I won’t take anything away from right wing David Clarkson. When he deploys his A-game, Clarkson is a rugged power forward with tons of offensive upside, the type of player any team would want. With that said, I cannot put enough emphasis on the wording of that previous sentence, more particularly, the first five words of it, an allusion to the glaring shortcomings that have materialized in Clarkson’s track record throughout his six-year career with the Devils.
Clarkson demonstrated the utmost effectiveness of him being at the top of his game during the 2011-2012 season and the first quarter or so of the 2012-2013 season. In addition to establishing career-highs in goals (30) and points (46) in 11-12, Clarkson was one of the hottest players through the first 14 games of the Devil’s 12-13 campaign, during which he collected ten goals, giving him 40 goals over a span of 94 games.
The David Clarkson that may arguably be worth his present demands as an upcoming unrestricted free agent (presumed to be $42 million over seven years) revealed himself during this span.

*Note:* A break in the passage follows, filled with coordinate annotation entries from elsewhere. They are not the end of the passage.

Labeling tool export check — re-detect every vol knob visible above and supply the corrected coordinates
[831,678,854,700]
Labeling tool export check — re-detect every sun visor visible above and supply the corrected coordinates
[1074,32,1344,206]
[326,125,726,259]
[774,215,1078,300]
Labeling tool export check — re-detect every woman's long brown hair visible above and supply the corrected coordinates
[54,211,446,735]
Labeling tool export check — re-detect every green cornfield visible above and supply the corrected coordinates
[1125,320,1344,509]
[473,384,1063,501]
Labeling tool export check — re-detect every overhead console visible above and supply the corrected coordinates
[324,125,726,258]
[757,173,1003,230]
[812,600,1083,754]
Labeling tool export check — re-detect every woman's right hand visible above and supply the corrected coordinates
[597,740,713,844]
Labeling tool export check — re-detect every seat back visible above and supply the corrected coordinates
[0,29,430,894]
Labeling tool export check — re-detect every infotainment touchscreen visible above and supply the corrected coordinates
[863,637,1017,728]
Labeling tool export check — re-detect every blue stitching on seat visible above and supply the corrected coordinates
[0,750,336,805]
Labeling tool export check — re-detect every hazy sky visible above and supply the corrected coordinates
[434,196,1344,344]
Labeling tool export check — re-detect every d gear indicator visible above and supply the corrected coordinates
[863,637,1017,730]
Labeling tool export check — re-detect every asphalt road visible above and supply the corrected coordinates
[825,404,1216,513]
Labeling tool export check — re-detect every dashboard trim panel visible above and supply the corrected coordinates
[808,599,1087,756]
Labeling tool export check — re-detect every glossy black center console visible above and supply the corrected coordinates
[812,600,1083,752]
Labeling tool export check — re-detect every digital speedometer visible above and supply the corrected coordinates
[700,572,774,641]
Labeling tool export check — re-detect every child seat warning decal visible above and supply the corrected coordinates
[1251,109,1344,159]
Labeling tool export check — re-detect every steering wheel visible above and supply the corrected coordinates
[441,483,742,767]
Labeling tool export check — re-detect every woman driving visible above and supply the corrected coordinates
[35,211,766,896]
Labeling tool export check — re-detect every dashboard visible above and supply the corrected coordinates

With that said, Clarkson has exhibited some well-documented inconsistencies that makes his uncertain future with the Devils seem like a blessing in disguise from a salary cap and expectation-related perspective.
It can be agreed that Clarkson established himself as a regular top-nine forward during the 2008-2009 season when he accumulated totals of 17 goals and 32 points in 82 games. Since then, Clarkson has gone through eight stretches where he failed to register a goal in nine or more consecutive games (this excludes the 09-10 season, during which he missed a considerable amount of time due to injury).
Although the majority of these slumps occurred before the 11-12 season, his turbulent track record ought to provide indication on how Clarkson and his agent Pat Morris are most likely to be primarily determining Clarkson’s value based off the last 128 games he’s played in the NHL…out of 426. You can argue that Clarkson’s numbers suffered on the count of the Devil’s disastrous “fluke” season in 2010-2011. Clarkson was one of the few players on the team that eluded the injury bug outbreak in the locker room that year and had every opportunity all season to step up the way Ilya Kovalchuk did during the second half.
Aside from Clarkson’s streaky tendencies to score goals and his shifty physicality in his game, you have to think there is more to the figuring behind Clarkson’s questionably high contract demands. Clarkson enters a relatively shallow unrestricted free agent class that features other forwards such as Nathan Horton, Jaroma Iginla, Ryan Clowe, Danny Briere, Stephen Weiss, and Viktor Stalberg, just to mention a few. While Clarkson is not the most skilled of that group, he is advantageously one of the most desirable.
Aside from the two main features of his game that I have mentioned multiple times in this piece (scoring ability, physicality), attributes that most of this year’s top unrestricted free agents separately possess, Clarkson possesses an additional third attribute that will make him a highly desirable target by teams…
Clarkson is at an age (29) where his development has come to fruition. In an age range where players have entered or are in the midst of the prime of their hockey careers, Clarkson still has many years left where he can be relied upon to regularly fulfill his role. The logic behind a team signing him to the seven-year deal he supposedly wants is they’ll be securing Clarkson during the remaining years he has a reliable and effective player. The money he receives is a result of Clarkson standing out in a relatively shallow market (just to reiterate).
Wherever Clarkson ends up, his performance (particularly his consistency) will undoubtedly be placed under a microscope. At this point we can only speculate and if his 12-13 performance is any indication, we now know to take any explosive starts to the coming season with a grain of salt.